The same authorities it is seen dispose of the alternative finding of the surrogate, that the delivery of the check was an equitable assignment of the fund. They hold the contrary, no doubt upon the same general principle as in the case of Tallman v. Hoey (N. Y. Court of Appeals, 15 Week. Dig., 348), where it was held that a valuable consideration is an essential and necessary element of an equitable assignment; and in Brill v. Tuttle (81 N. Y., 454), where it was held that the doctrine of equitable assignment does not apply to uphold an unexecuted or imperfect gift.
A careful examination of' these authorities will I think disclose the same general principle as the.ground of them all, namely, that to effectuate a gift there must be an actual delivery to, and possession by the donee of the subject matter of the gift. If it be a gift of money the money must be delivered to, if it is not already in the possession of the donee. (Champney v. Blanchard, 39 N. Y., 111.) If it be of a chose in action, as a claim against a third person, there must be a delivery of the evidence of indebtedness. And it is under this lattep rule that the delivery of certificates of deposit and of savings bank books have been held sufficient to effectuate the gift of the fund represented thereby. They are choses in action, or evidences of indebtedness enforceable against the institutions or individuals by whom they are issued; whereas a promissory note or cheek of the donor himself is his mere voluntary promise or direction to pay, which of itself is enforceable against nobody. In the case of the chose in action the evidence of indebtedness of the third person is all the donor himself possesses of the subject matter, and therefore, in the nature of things, all he can deliver. In the case of the check the fund upon which it is drawn is within the donor’s control and may itself be made the subject of delivery.

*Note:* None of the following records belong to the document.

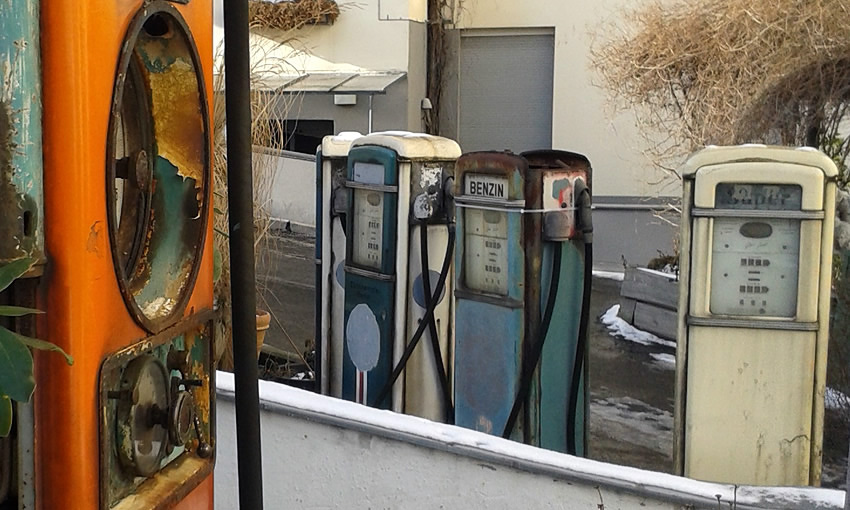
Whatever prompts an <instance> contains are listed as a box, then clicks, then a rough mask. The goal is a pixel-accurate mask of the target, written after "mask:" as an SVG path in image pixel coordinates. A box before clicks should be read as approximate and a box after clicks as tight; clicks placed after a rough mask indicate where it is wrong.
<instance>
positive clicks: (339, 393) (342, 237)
mask: <svg viewBox="0 0 850 510" xmlns="http://www.w3.org/2000/svg"><path fill="white" fill-rule="evenodd" d="M361 136H362V135H361V134H360V133H356V132H342V133H340V134H338V135H336V136H326V137H325V138H324V139H323V140H322V145H320V146H319V147H318V150H317V152H316V180H317V182H316V279H317V281H316V346H317V352H316V363H317V365H318V377H317V379H318V380H319V384H320V388H319V390H320V392H321V393H322V394H324V395H331V396H334V397H337V398H339V397H342V342H343V332H342V328H343V307H344V304H345V303H344V301H343V300H344V296H345V271H344V268H345V228H346V219H345V212H346V210H347V208H348V190H347V189H346V188H345V180H346V166H347V164H348V150H349V149H350V148H351V142H353V141H354V140H356V139H358V138H360V137H361Z"/></svg>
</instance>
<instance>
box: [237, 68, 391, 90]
mask: <svg viewBox="0 0 850 510" xmlns="http://www.w3.org/2000/svg"><path fill="white" fill-rule="evenodd" d="M406 75H407V73H404V72H387V73H306V74H302V75H277V76H268V77H264V78H261V79H259V80H256V81H255V83H254V84H253V87H252V88H253V90H255V91H266V92H285V93H297V92H303V93H313V94H331V93H333V94H386V93H387V89H388V88H389V87H390V85H392V84H393V83H395V82H397V81H398V80H400V79H402V78H404V77H405V76H406Z"/></svg>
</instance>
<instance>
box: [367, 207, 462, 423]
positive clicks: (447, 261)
mask: <svg viewBox="0 0 850 510" xmlns="http://www.w3.org/2000/svg"><path fill="white" fill-rule="evenodd" d="M447 227H448V229H449V242H448V245H447V246H446V256H445V257H444V258H443V267H442V268H441V269H440V278H439V279H438V280H437V285H436V287H435V288H434V294H435V295H437V296H439V295H440V294H442V293H443V289H445V288H446V278H448V276H449V268H450V267H451V264H452V257H453V256H454V246H455V226H454V224H453V223H449V224H448V225H447ZM434 308H435V306H430V307H428V308H426V309H425V315H424V316H423V317H422V320H421V321H420V322H419V327H417V328H416V331H415V332H414V333H413V337H412V338H411V339H410V342H409V343H408V344H407V347H406V348H405V349H404V353H403V354H402V355H401V359H399V361H398V364H397V365H396V366H395V368H394V369H393V373H392V374H390V379H389V380H388V381H387V382H386V383H385V384H384V387H383V388H381V391H380V392H379V393H378V398H377V399H375V401H374V402H373V404H372V406H373V407H377V406H379V405H381V403H382V402H383V401H384V399H385V398H387V395H389V393H390V390H392V387H393V385H394V384H395V382H396V380H397V379H398V376H399V375H401V372H402V370H404V367H405V366H406V365H407V360H408V359H410V355H411V354H413V350H414V349H415V348H416V345H417V344H418V343H419V340H420V339H421V338H422V333H424V332H425V328H426V327H427V326H428V321H429V320H430V319H431V318H433V317H434Z"/></svg>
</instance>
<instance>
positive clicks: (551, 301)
mask: <svg viewBox="0 0 850 510" xmlns="http://www.w3.org/2000/svg"><path fill="white" fill-rule="evenodd" d="M552 248H553V250H554V253H553V254H552V283H551V284H549V296H548V297H547V298H546V309H545V311H544V312H543V321H542V322H541V323H540V329H539V332H538V334H537V339H536V341H535V342H534V346H533V347H532V351H531V352H530V353H529V355H528V357H527V358H525V362H524V363H523V365H522V373H521V375H520V383H519V391H517V394H516V398H515V399H514V405H513V407H512V408H511V414H510V415H509V416H508V421H507V422H506V423H505V428H504V430H503V431H502V437H503V438H505V439H508V438H509V437H510V436H511V433H512V432H513V429H514V425H516V421H517V419H518V418H519V412H520V410H521V409H522V406H523V403H524V401H525V400H526V398H527V397H528V392H529V391H530V390H531V379H532V378H533V376H534V369H535V368H536V367H537V363H538V362H539V361H540V356H541V355H542V354H543V343H544V342H545V341H546V335H547V334H548V333H549V324H550V323H551V322H552V312H553V311H554V309H555V301H556V300H557V297H558V286H559V284H560V281H561V253H562V249H563V243H553V246H552Z"/></svg>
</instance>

We find the rule as contended for by the appellants well founded in principle and amply sustained by authority, namely, that. the delivery of a check or order for the payment of money is not of itself sufficient to effectuate a gift of the fund upon which it is drawn.
The decree appealed from must therefor be reversed and a *636rehearing of the matter of the respondent’s accounting be had before the surrogate of Erie county, with costs of the appeal.
All concur. Present — Smith, P. J., Hardin and Barker, JJ.Decree of the surrogate reversed, with costs of appeal, and proceedings remitted to the surrogate of Erie county.